After browsing through the source code of the functions listed in the stack trace, the erroneous code appears to be in BWindow::UpdateIfNeeded():

    BMessageQueue *queue = MessageQueue();
    queue->Lock();

    // First process and remove any _UPDATE_ message in the queue
    // With the current design, there can only be one at a time

    BMessage *msg;
    for (int32 i = 0; (msg = queue->FindMessage(i)) != NULL; i++) {
        if (msg->what == _UPDATE_) {
            BWindow::DispatchMessage(msg, this);
                // we need to make sure that no overridden method is called
                // here; for BWindow::DispatchMessage() we now exactly what
                // will happen
            queue->RemoveMessage(msg);
            delete msg;
            break;
                // NOTE: "i" would have to be decreased if there were
                // multiple _UPDATE_ messages and we would not break!
        }
    }

    queue->Unlock();

BWindow::DispatchMessage() is invoked while holding the message queue lock. DispatchMessage() calls various functions, including BView::Draw() which can be overridden by application developers. So, although the comment in UpateIfNeeded() suggests that calling DispatchMessage() is OK, it definitely is not.

To sum up our findings: Tracker hangs because it's still in its initialization phase and waits forever for a reply message from the Deskbar. The Deskbar in turn has run into a standard deadlock with the BLooperList lock and the deskbar window's message queue lock involved. Main and window thread mutually wait for the lock the respective other thread holds.

Conclusion

Haiku's kernel debugger is a powerful tool whose usefulness does not end in the kernel domain. It can also help with certain userland problems, that would otherwise be tricky to tackle. This document gave an introduction to the basic features of the kernel debugger, its most commonly used commands, and the kernel tracing mechanism. It concluded with a documented debug session showing how to apply the previously presented information to track down a bug in practice.

I hope after reading this document, Haiku developers feel encouraged to also consider whether using the kernel debugger could lead them quicker to a solution when they face a problem in Haiku. Particularly keeping the inexpensive kernel tracing enabled at all times might provide helpful information right when it's needed.

Comments

Re: Welcome to Kernel Debugging Land...

Ingo, once again you have shown us that you are an amazing asset to the Haiku community. This is an excellent article - a pleasure to read. Well done, and drinks on me :)

Re: Welcome to Kernel Debugging Land...

Thanks for the article Ingo, I was excited to read about the additional Kernel debug functions but never quite knew how to use them. Your guide to the important commands was very clear. I lost some of the logic you used to interpret the output in the example debug session but I can see how all the information you needed was available through KDL. Neat.

Now if I see a problem in Haiku I might be tempted to do more than just F12->"reboot"!

Re: Welcome to Kernel Debugging Land...

Terrific article...thanks so much for it!
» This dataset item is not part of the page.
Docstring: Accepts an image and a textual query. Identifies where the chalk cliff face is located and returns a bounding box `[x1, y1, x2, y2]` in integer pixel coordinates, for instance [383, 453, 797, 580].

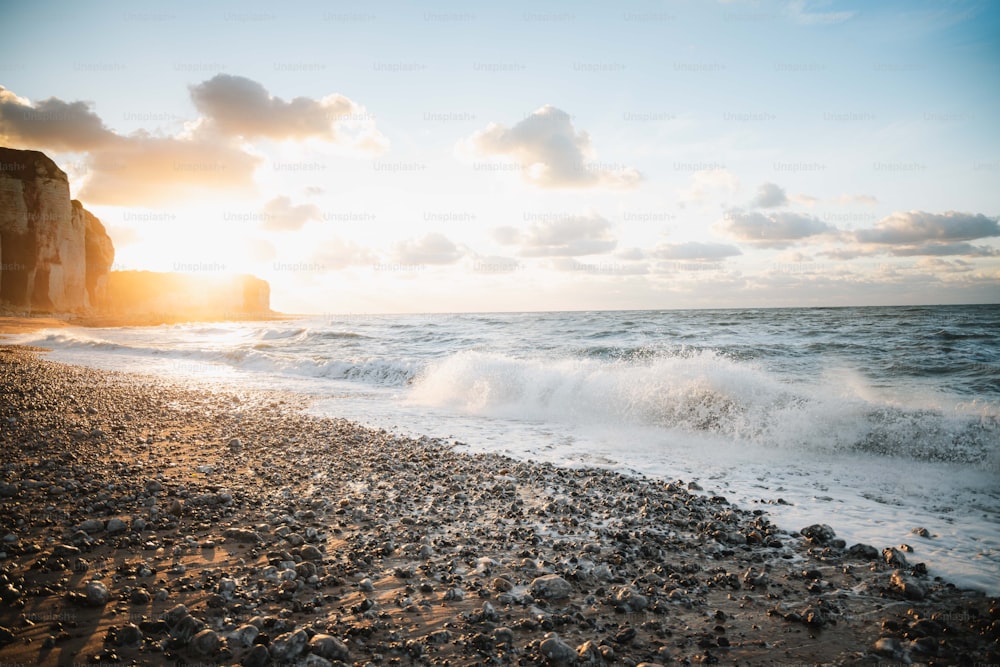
[0, 147, 114, 311]
[1, 146, 271, 319]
You're very good at documentation, Ingo.

Re: Welcome to Kernel Debugging Land...

Excellent article, very very useful, thanks!

KDL key updated

the <F12> key have been replaced.
Now, if you want to enter the kernel debugger, you have to press <alt> + <SysReq> + <d> (in this order).

Re: KDL key updated

Good point :)

Also, PS2 is no longer mandatory as USB is also supported, but I think it's limited to UHCI-based controllers only (I am not certain about this).

If Ingo doesn't notice these comments, I'll try and remember to fix it in a couple days myself.